Lecture 8 - Unsupervised Learning I Flashcards
What do patterns tell?
Patterns describe or summarize the data set or parts of it
What is cluster analysis?
Identifying groups of “similar” data objects?
What are association rules?
Finding associations between attributes or typical combinations, like demand = high, supply = low then price = high
What is deviation analysis?
Finding groups that deviate from the rest of the data, like men under 30 differ from the whole dataset.
What is hierarchical clustering?
Hierarchical clustering builds clusters step by step
What is agglomerative hierarchical clustering?
A bottom up strategy by first considering each data object as a separate cluster and then step by step joining clusters together
What is divisive hierarchical clustering?
Starting with the whole data set as a one cluster and then dividing it to smaller ones.

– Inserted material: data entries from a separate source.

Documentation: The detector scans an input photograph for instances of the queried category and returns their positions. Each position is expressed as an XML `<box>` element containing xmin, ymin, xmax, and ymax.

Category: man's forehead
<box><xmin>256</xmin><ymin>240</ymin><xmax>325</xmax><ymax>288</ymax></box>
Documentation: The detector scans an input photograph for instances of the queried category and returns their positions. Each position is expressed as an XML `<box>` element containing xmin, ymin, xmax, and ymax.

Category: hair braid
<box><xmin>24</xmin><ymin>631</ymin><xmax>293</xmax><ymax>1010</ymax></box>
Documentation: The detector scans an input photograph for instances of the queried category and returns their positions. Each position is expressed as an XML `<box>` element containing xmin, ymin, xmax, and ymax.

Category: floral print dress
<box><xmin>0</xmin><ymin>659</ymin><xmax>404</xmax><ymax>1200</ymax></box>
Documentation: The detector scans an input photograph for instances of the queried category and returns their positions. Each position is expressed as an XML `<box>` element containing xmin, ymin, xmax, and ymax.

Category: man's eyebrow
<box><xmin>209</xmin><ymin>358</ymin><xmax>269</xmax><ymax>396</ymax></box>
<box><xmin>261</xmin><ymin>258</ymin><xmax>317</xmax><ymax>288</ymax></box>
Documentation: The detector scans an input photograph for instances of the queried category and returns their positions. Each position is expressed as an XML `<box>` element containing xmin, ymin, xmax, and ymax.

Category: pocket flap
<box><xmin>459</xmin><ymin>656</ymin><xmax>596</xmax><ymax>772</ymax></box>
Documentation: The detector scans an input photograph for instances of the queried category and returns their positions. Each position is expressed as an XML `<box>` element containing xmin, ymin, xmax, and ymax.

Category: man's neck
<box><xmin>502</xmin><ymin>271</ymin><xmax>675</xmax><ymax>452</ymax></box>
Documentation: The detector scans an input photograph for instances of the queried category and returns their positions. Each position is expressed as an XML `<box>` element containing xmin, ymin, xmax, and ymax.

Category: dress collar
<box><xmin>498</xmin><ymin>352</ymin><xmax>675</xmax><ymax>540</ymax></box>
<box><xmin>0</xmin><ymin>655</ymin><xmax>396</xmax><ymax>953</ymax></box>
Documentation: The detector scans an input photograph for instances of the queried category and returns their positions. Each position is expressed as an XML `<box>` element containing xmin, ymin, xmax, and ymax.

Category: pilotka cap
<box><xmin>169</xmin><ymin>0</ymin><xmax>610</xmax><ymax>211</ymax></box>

Seldom used, because first step has 2^(n-1) steps
What is isotrophic distance?
Distance grows equally fast in all directions (like euclidean)
What is nonisotrophic distance?
Distances have different weightings for different directions
What are the b, n and x in the dissimilarity measures?
b = hold in both records, n = do not hold in both records, j = hold in only one of both records
What is single linkage?
Dissimilarity between the two most similar data objects (so two closest ones connected)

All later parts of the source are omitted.